Siamo alla fine degli anni Cinquanta, Manhattan è all’apice del suo fulgore, il posto ideale per chi ha grandi ambizioni o vuole soltanto cambiare vita. Joe Keneally è un giovane senatore che mira alla presidenza. Walter Withers, invece, a New York ci è tornato. Ha lavorato a lungo per la Cia e adesso è un investigatore privato in una grande agenzia di sicurezza. Le loro parabole si intersecano quando a Withers viene chiesto di fare da scorta durante un party a Madeleine Keneally, l’affascinante e ricca moglie del senatore, la «principessa d’America» che sembra destinata a diventare First Lady. Un compito di routine, all’apparenza.

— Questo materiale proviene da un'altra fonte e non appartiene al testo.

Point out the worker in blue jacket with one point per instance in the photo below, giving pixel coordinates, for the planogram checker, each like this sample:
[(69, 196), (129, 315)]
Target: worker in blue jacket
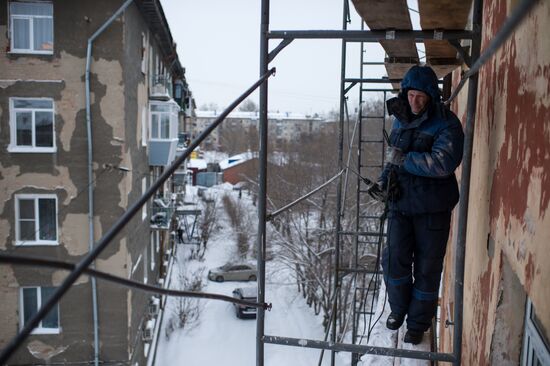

Ma nello stesso albergo alloggia anche la giovane e bella amante del senatore.
«Prima o poi succede qualcosa di brutto a qualcuno di loro […]. Per arrivarci Winslow si prende il suo tempo, tutto quello che gli serve e che ci vuole, intrecciando destini e caratteri, paranoie e coincidenze, nell'atmosfera ovattata e inquietante, elegante e frenetica, appunto, di un Natale a Manhattan. Sospetti e segreti che crescono fino a scoppiare in questo noir che sembra un romanzo di spionaggio York, e si muove come un hard boiled» (Carlo Lucarelli, «Tuttolibri – La Stampa»).

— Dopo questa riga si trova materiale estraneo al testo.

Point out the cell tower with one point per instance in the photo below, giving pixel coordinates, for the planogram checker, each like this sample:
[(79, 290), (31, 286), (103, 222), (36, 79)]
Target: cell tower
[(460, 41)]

Winslow ha dato vita a un romanzo emozionante: «La narrazione e lo stile di Don Winslow – che qui leggiamo nella fedele traduzione di Alfredo Colitto – sono cose che prendono e non mollano. Perché è bravo, il nostro Winslow – personalmente è uno dei miei preferiti – padrone di un mestiere così solido che fa quello che deve fare il mestiere quando è solido: non si vede» (Carlo Lucarelli, «Tuttolibri – La Stampa»).

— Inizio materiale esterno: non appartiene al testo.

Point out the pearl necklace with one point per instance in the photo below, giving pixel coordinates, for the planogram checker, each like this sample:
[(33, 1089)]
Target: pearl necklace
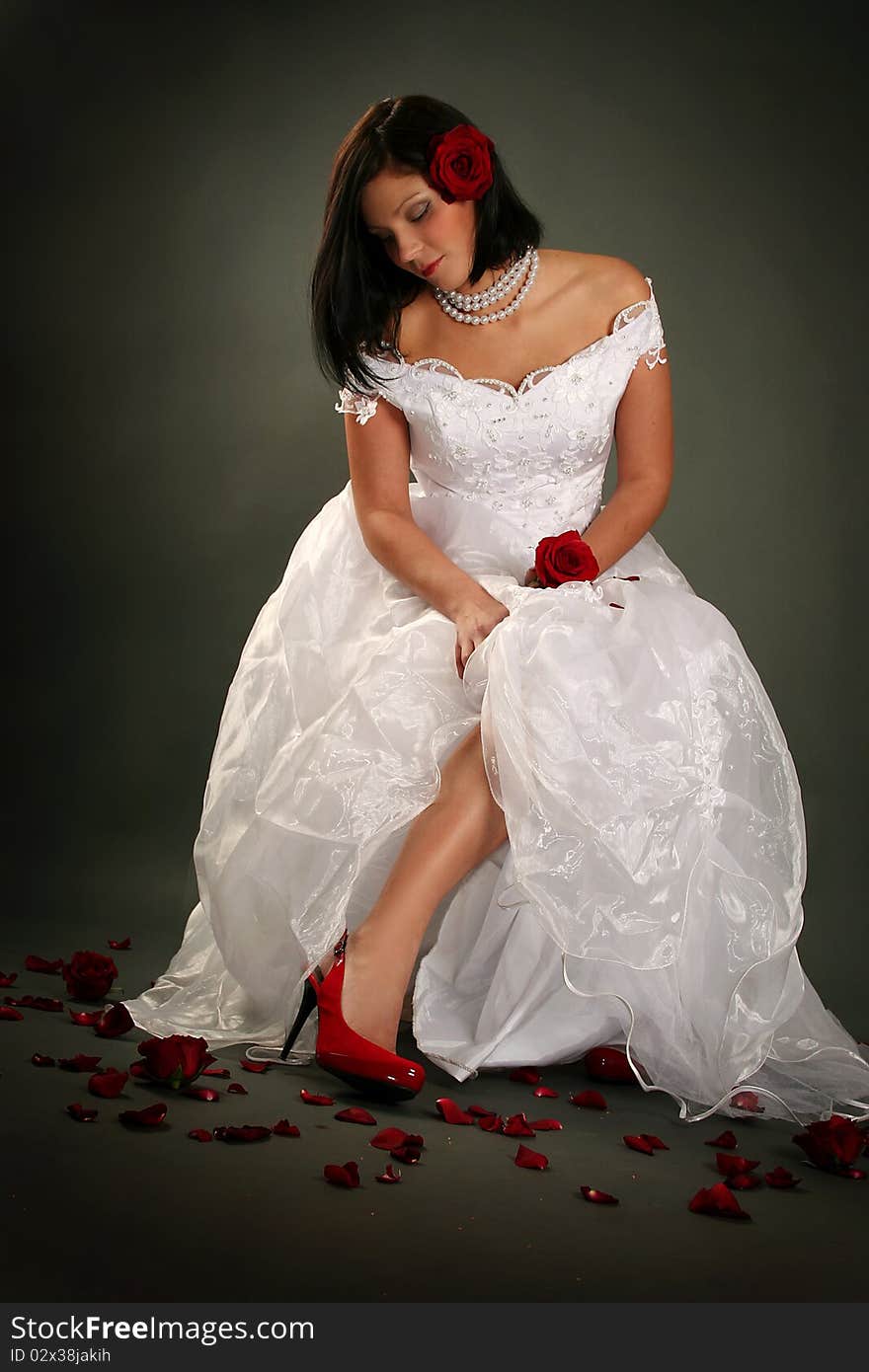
[(457, 305)]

Con Ultima notte a Manhattan Winslow «non solo si addentra nel terreno, affascinante e potenzialmente pericoloso, del fanta-noir storico. Ma lo fa abbandonando la consueta, cristallina limpidezza dello stile e della scrittura. Per calarsi in un'altra scrittura e a un altro stile, meno "classici", meno controllati, più torrenziali e anarchici: quelli tipici dei maestri dell'hardboiled, Dashiell Hammett, Raymond Chandler. O il leggermente meno raffinato Mickey Spillane, l'unico citato esplicitamente, e in più di una occasione, nel romanzo. […] Il risultato è un affresco movimentato, pieno di ritmo, dipinto con partecipazione emotiva e un pizzico di nostalgia: sentimento che ci assale dì fronte a momenti della storia irripetibili, nel bene e perfino nel male, e che ci sembra di aver vissuto anche se non c'eravamo. Un'esperienza dolceamara, che evoca le note di un sassofono jazz dell'epoca: da leggere, magari, ascoltando gli album del primo John Coltrane» (Claudia Morgoglione, «Robinson – la Repubblica»).
«Ecco, dire che Ultima notte a Manhattan mette insieme il James Ellroy di American Tabloid, l'appena compianto John Le Carré de La talpa, e anche il Raymond Chandler de II grande sonno, è inopportuno soltanto perché anche Don Winslow è un grande classico alla pari degli altri» (Carlo Lucarelli, «tuttolibri – La Stampa»).